It poured all night. And, for those who’ve never spent a rain storm in a motor home, it sounds like you’re inside a snare drum!
The rain continued throughout most of the morning, sometimes lightly and at others torrentially! At one point, Debbie heard a dripping noise and quickly tracked its source to a spot just behind the windshield.
Thus, far we have not been able to track it back to its source.
After lunch we went to the Marine Corp’s Museum at its Parris Island Recruit Training Center.
The Museum was not dissimilar to the Infantry Museum we’d visited last week. Its exhibits included uniforms, weapons and depictions of major engagements in which US Marines have been involved dating back to the American Revolution.
This history of African Americans in the Marine Corp was also covered in detail.
There was also a fitting tribute to the Corps from former President Reagan.
Leaving the base, we spotted both some new recruits just arriving
as well as others spending a Sunday afternoon on the Parade Grounds.
There was also a large, scale model of the famous Iwo Jima monument in Washington depicting five US Marines and a Navy Corpsman raising the American flag on Mount Suribachi on February 23, 1945,
Are you aware of the two etching on the base of the monument?
- “In honor and memory of the men of the United States Marine Corps who have given their lives to their country since 10 November 1775”
- “Uncommon Valor Was a Common Virtue.”
|From there we traveled to St. Helena Island, once, and still, home to many Gulah (descendants of slaves who live in the Lowcountry region of South Carolina and Georgia who have preserved much of their African linguistic and cultural heritage). We’d hoped to visit an art museum featuring Gullah art, but it was closed by the time we arrived.|
We also were just minutes too late to tour the Penn Center (or Penn School as it was originally called, was founded in 1862 – about six months before the Emancipation Proclamation was issued, and about three years before the Civil War ended. It was one of several schools established on Saint Helena Island as part of the Port Royal Experiment. The leaders of this experiment were primarily philanthropists, abolitionists, and missionaries from Pennsylvania. They came to the Beaufort area after Union soldiers took control of the Port Royal Sound and forced the Confederates to flee, and their purpose was to help abandoned slaves prepare for freedom by teaching them how to read and survive economically. They named the school in honor of their home state.
Less than a mile away, we stopped at the Chapel of Ease (circa 1740), constructed of Tabby (a building material consisting of lime, sand, water, and crushed oyster shells),
the church was built to make it easier for the local people to attend services, as the main church in Beaufort was too far away. A forest fire on February 22, 1886 destroyed all but the exterior walls and it was never repaired.
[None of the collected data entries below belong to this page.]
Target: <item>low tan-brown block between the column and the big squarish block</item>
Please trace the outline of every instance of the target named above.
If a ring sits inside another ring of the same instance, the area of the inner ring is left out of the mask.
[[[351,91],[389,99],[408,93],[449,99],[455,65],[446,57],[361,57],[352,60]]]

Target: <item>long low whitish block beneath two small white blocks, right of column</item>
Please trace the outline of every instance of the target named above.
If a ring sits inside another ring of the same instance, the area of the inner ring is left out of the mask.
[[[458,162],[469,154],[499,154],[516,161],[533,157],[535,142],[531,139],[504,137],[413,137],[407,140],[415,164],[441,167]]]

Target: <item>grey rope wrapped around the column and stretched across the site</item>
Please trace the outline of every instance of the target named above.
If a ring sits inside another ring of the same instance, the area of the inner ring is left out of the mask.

Continuing further out on the island to Land’s End, we walked the grounds of Fort Freemont. The original site was developed in 1875 and included a wharf extending into Port Royal Sound, as well as a clapboard hospital structure to support the Parris Island Naval Base. At the onset of the Spanish-American war, the wooden hospital was demolished and replaced with a concrete building and the existing fortifications. The first battery was emplaced by 1898. Battery Jessup and Battery Fornance were added in 1899.
Despite being constructed more than a century earlier, these fortifications reminded us of the Germans’ bunkers overlooking the beaches of Normandy in June 1944.
The hospital section includes a square, two-story colonial revival structure, subsequently incorporated into part of a private residence. Earthen bulwarks protect the harbor side of the masonry buildings that rest on a granite foundation. The roof is designed to collect rainwater for storage in a large cistern. An extensive duct system is used to ventilate the structure.
Despite the legends and local folk lore we failed to see any of the reputed ghosts which draw thousands of curious onlookers every year.
Our last destination of the day was Beaufort (featured in the New York Times, and named “Best Small Southern Town”). We walked along the waterfront quay,
had a great diner at Plumbs
and drove past any number of grand old homes.